Frankly, I understand how the water-bottle-person felt. It was insulting. And the insult was deliberate and malicious and cruel.
If the video was not upsetting enough, the comments below the video were worse. Because one person wrote about how the “apes” were no longer throwing s*** but were now throwing water bottles. And another person wrote about how he wanted to “wrap his hands” and go for a drive.
This was no longer people writing about “Freedom of Expression.” This was about people deliberately wanting to taunt others in order to create violence. This was no longer about people with different perspectives having a discussion in order to understand each person’s value system or morality or culture.
This was hatred.
I learned about racism through textbooks. I learned about discrimination when I saw the pictures of “medical experimentation” being performed on inmates when I was in a building in Dachau. I saw the legacy of hatred when I stood over the graves of the leaders of Die Weisse Rose, a newsletter that published the truth during WWII. These leaders were eventually caught and be-headed….because they told the truth to the deceived German citizens. I saw hatred when my gentle and loving parents stopped repairing their car after the third round of vandalism…they were targeted because they were Americans. I learned about racism from a man, Ken, who lived in Florida. He told me his story of traveling across the United States of America but being refused service in restaurants. Because he is African-American. But he was traveling in his military uniform after he had returned from his tour in Korea. He had served with honor and dignity. But was treated with indignity and hatred.
Because of his melanin count.
I have sat with women who told me about how they refuse to sit in the back of the bus because, fifty years ago, they were forced to sit there.
Because of their melanin count.
I have students who tell me stories about being afraid to leave their homes because, when they step outside and possibly enter a business establishment, they know they will be treated with suspicious.
Because of their melanin count.
I thought this part of history was over.
I thought this element of society no longer plagued this country.
Why? Why must people want to taunt others in order to cause a fury-laden response so that the taunters will feel entitled to throw punches and hurt others? Why? Why? Why?
I will choose to live differently. I will choose to live not with tolerance but with acceptance. I have chosen to raise my children so that they see skin color as nothing more than a difference in melanin count and not a defining characteristic of a person’s worth.
My legacy will not be a legacy of disliking others for petty reasons. I will admit, I dislike some people for various reasons. I am still a bit bitter at those who hurt me years ago and even those who have said or done things which I found distasteful. I am not walking on water. I am not turning water into wine.

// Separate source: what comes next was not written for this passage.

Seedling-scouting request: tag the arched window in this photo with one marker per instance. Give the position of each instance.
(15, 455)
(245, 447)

I don’t even like wine. I think it tastes like cough syrup.
I don’t know what I am to do in this new stage of what feels like the newest Civil Rights movement. I’m not certain how to define what is occurring in these days that I thought were done and over as we lived in a beautiful era of peace and compassion.

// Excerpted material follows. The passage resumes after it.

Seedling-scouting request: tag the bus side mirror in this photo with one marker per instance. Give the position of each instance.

I am not certain exactly what my next actions will be.
I will not throw punches.
I will not throw water bottles.
I will not throw insults.
I will wrap wounds with bandages.
I will hold the hands of those who are hurt.
I will stand.
I will stand and I will offer an open hand to those who are hurting.
I will hurt with them.
I will speak for them and with them and on their behalf.
I will tell their stories.
I will teach.
I will listen.
I will learn.
I will combat hatred through peace and goodwill and compassion.
Because fighting hatred should not be done through violence.
I offer my palms, not my fist.
I offer my open hand, not my middle finger.
I offer prayers and offerings of hope, not words of cruelty and hatred.